Parlaci un po' di The Edible Planet Summit...
"È un evento che porterà in Umbria oltre 150 stakeholder a livello internazionale che lavoreranno insieme per due giorni per definire strategie e linee guida concrete per traghettare l'attuale sistema alimentare verso un modello più sostenibile".
Hai parlato di approccio olistico, che cosa intendi?
"Serve un approccio che guardi da più punti di vista i problemi dell'attuale modello di produzione e consumo di cibo. Pensiamo al tema delle proteine: in futuro avremo maggiore bisogno di proteine e tutti si rendono conto che queste non possono essere tutte di origine animale. Da qui è nato l'interesse verso le proteine vegetali, che però da sole non possono essere la soluzione e già oggi mostrano tutti limiti intrinsechi e di filiera".
Da qui l'idea di mettere insieme stakeholder provenienti da più settori e aree geografiche?
"Ad oggi abbiamo oltre 150 partecipanti di altissimo livello che rappresentano il mondo dell'industria alimentare e dell'agricoltura, compresa quella dei Paesi in via di sviluppo. Ma anche Ong, istituzioni internazionali come la Fao, influencer e politici, investitori e ricercatori universitari. L'idea è di mettere insieme tutti quanti per definire delle linee concrete d'azione".
Ci puoi fare qualche nome di personalità che parteciperanno all'evento?
"Sul sito è presente una lista dei partecipanti che sono per lo più di livello internazionale e provenienti da più settori. Ma ci sarà anche una ottima rappresentanza del sistema Italia".
Quale sarà il metodo di lavoro che adotterete?
"Tutti i delegati si ritroveranno nel weekend del 17 e 18 settembre in cui verranno organizzati dei tavoli di lavoro suddivisi per tema, in cui ci sarà un confronto diretto e si proveranno a identificare soluzioni a problemi concreti. Poi ci sarà un confronto tra i tavoli, per evitare di avere una visione a compartimenti stagni. Infine ci sarà il lavoro di sintesi con la realizzazione della Edible Planet Chart".
Di che cosa si tratta?
"Sarà una Carta che conterrà obiettivi, strategie e azioni concrete per il settore e che verrà presentata a istituzioni, ma anche a realtà private che potranno adottarla come una roadmap verso il cambiamento".

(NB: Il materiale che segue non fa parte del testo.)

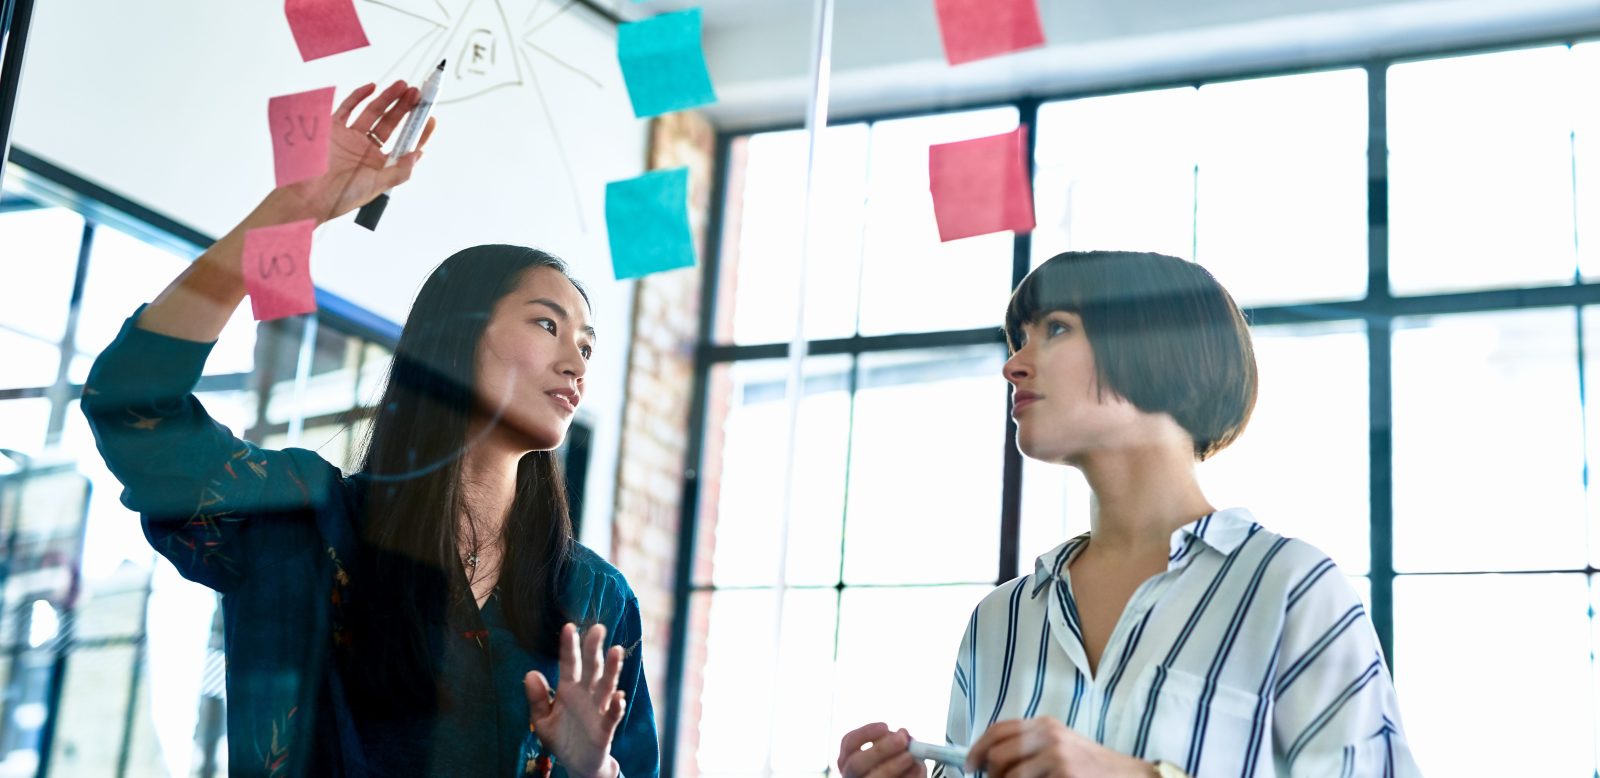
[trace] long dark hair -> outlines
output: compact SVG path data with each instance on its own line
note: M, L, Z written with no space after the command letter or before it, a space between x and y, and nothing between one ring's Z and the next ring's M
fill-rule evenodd
M433 271L406 318L358 476L366 481L365 515L347 604L358 705L427 710L440 703L443 625L452 603L476 606L455 568L478 341L495 303L536 268L572 280L561 260L536 249L464 249ZM568 620L558 599L574 543L563 484L554 452L524 455L501 535L506 620L518 642L547 656L557 654Z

Quali saranno i tavoli di lavoro?
"Saranno diversi, circa una ventina e affronteranno tutti gli aspetti critici della foodchain. Si va dal biotech all'agricoltura rigenerativa, dal food waste a nutrizione e salute, dagli oceani alla food sovranity".
Esistono già dei documenti simili redatti da enti di varia natura. Qual è la vostra differenza?
"La nostra Carta sarà frutto di un approccio olistico, che coinvolge tutti gli attori della filiera. In secondo luogo non sarà calata dall'alto: nessun modello top down, in cui a decidere sono solo governatori o amministratori delegati di grandi corporation, ma coinvolgerà anche la base, a partire da chi il cibo lo produce. Infine la nostra sarà una Carta non di principi, sui quali tutti siamo d'accordo, ma di linee guida concrete per mettere in campo già dal giorno successivo il cambiamento che tutti auspichiamo".
Insomma, l'Umbria diventerà la Davos del food...
"L'approccio sarà molto più concreto, volto a trovare linee guida e strategie adottabili da subito. E poi vogliamo coinvolgere anche la base, per questo ad esempio abbiamo diverse associazioni di agricoltori africani, come l'Afsa, l'Alliance for Food Sovereignty in Africa".
Come mai avete scelto l'Umbria come sede di questo Summit e non Milano o Londra?
"Perché l'Italia ha tanto da dire in tema di cibo, sia per quanto riguarda la nostra tradizione culinaria, ma anche per le aziende che lavorano nel territorio, sia a livello agricolo che d'industria. Abbiamo scelto l'Umbria perché è il cuore dell'Italia e perché con la regione stiamo portando avanti anche altri progetti".
Ci puoi dire qualcosa di più?
"È ancora presto per svelare i dettagli, ma stiamo lavorando proprio qui sul territorio per creare qualcosa di completamente nuovo che potrà fare la differenza a livello globale".